Ask anyone in Britain right now about the state of the NHS at the minute and they’ll tell you this: “it’s in crisis”. This fact is everywhere at the minute, and rightly so. The media reports and statistics are very much focused on physical health, a&e waiting times and the unavailability of GP appointments. Hospitals are declaring major incidents left right and centre as they struggle to cope with the demands on such underfunded services.

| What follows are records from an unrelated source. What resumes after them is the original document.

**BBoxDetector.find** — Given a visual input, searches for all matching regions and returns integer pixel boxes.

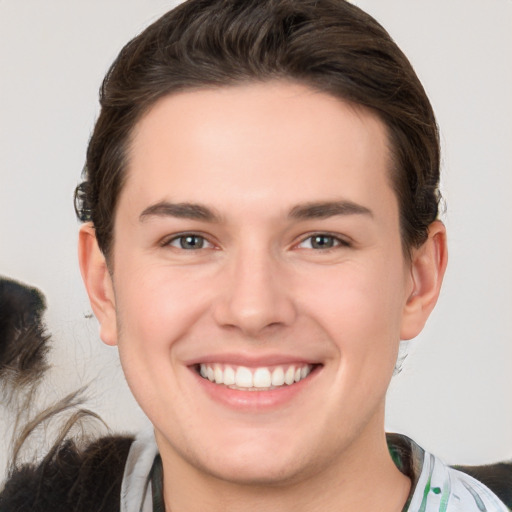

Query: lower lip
[191,366,320,412]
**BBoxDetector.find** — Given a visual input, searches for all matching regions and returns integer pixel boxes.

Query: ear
[401,220,448,340]
[78,222,117,345]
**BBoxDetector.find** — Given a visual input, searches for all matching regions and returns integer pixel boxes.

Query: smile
[198,363,313,391]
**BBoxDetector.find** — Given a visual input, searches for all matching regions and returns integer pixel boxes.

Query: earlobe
[78,222,117,345]
[401,220,448,340]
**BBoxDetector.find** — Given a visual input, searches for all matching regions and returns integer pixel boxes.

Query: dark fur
[0,436,133,512]
[0,277,50,388]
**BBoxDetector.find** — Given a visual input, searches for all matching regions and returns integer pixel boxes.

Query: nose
[214,247,296,337]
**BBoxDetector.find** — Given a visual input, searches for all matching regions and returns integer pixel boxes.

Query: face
[96,83,420,482]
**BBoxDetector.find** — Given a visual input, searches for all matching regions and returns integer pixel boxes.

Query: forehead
[121,82,396,221]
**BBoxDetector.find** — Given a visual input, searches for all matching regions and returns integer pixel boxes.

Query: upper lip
[186,353,321,368]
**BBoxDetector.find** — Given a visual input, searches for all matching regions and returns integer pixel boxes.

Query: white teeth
[284,366,295,386]
[272,366,284,386]
[253,368,272,388]
[224,366,236,386]
[213,364,224,384]
[199,363,312,390]
[235,366,252,388]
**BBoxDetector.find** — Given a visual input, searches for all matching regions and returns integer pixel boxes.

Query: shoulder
[0,436,133,512]
[387,434,512,512]
[454,461,512,509]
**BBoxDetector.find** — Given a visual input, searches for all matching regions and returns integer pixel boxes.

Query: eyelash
[296,232,352,252]
[161,232,351,252]
[162,233,214,251]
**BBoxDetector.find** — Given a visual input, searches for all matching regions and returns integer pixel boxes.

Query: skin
[79,82,446,512]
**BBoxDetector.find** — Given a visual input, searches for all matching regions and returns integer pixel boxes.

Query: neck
[158,433,411,512]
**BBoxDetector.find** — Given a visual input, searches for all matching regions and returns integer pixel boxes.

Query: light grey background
[0,0,512,476]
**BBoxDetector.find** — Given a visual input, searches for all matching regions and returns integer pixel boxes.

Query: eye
[298,233,350,250]
[165,233,213,251]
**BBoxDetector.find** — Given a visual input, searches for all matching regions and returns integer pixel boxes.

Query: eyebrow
[139,201,220,222]
[139,200,373,223]
[289,200,373,220]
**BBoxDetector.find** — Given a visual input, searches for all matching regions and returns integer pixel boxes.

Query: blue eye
[167,233,211,251]
[299,233,349,250]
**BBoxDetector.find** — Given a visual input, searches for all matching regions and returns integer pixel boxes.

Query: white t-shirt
[121,430,509,512]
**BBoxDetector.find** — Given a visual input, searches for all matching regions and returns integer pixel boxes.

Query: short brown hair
[75,0,440,257]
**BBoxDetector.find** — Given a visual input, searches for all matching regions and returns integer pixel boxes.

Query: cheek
[116,262,213,349]
[298,258,404,358]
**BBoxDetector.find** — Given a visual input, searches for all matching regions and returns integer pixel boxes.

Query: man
[1,0,506,512]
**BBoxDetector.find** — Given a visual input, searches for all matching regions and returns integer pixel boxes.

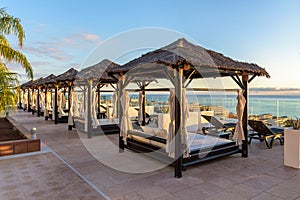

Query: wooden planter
[284,129,300,169]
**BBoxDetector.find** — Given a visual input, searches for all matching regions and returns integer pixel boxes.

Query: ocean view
[101,94,300,118]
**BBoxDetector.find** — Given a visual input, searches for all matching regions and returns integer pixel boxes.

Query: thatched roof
[55,68,78,82]
[76,59,119,83]
[38,74,56,85]
[20,80,33,89]
[31,77,43,88]
[110,38,270,78]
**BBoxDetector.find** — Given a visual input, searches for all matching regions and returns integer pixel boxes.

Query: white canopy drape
[78,91,85,117]
[40,92,45,111]
[166,89,175,158]
[52,96,56,120]
[45,92,52,117]
[68,90,74,126]
[197,110,202,133]
[120,89,132,144]
[92,89,100,128]
[105,99,111,119]
[57,91,66,118]
[72,91,79,116]
[182,88,190,158]
[22,92,28,108]
[112,92,117,118]
[31,92,36,108]
[138,91,144,125]
[232,91,246,144]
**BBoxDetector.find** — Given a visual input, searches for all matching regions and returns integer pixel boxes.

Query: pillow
[153,129,168,139]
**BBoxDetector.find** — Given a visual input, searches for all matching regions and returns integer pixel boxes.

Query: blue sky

This is causing outrage – how can the NHS be struggling so much at the minute? It strikes me that this is a mirror image of what mental health services look like in many places, and have done for quite some time now. In 2013, whilst waiting for an inpatient (CAMHS) bed, I was told there were none in the country. None. I was later told that the closest bed was in Birmingham – I live in London. Thankfully a bed became available in London for me. I don’t recall the media having a field day over the fact that there were no beds in the entire country for young people. I was lucky, but some young people find themselves on adult wards, stuck in general hospital for prolonged periods of time, or even in police cells following a s135/136 where no alternative places of safety were accessible. Rarely do these instances make the headlines and even if they do, by no means do they dominate them with the same ferocity as we have seen recently.

Budgets in mental health services are consistently low. CAMHS only receives 6% of the total MH spending, of which £50m has been cut recently. How on earth are services meant to provide a well-rounded service with such little funding? Mental health problems present in adulthood are quite often prevalent in childhood/adolescence, so why does CAMHS get such a raw deal? Increased funding a resources put into CAMHS could change the face of AMHS – early intervention in youth could save lives and prevent problems from escalating. As I write this I am aware that this is well known, so I won’t waffle!

The reality is this: mental health services are in crisis. What seems to be an often overlooked crisis. Staff work incredibly hard and everyone I have come into contact with has been 100% dedicated to helping people. Despite being understaffed and over worked (as was so often apparent when I was an inpatient). Sometimes there’d only be one nurse on shift, co ordinating, bed managing, having to somehow look after the 11 people in their care, call the ETL to dispense meds whilst trying to find other young people a bed up and down the country. Not my idea of a relaxing Saturday morning! But despite that, everyone strives to do the best for those they are looking after. A nurse once said to me “if I could have you all on 1:1 to give you the nursing you all need, I would. But I can’t. ”

I digress. Just a small piece in recognition of all those who work in the NHS.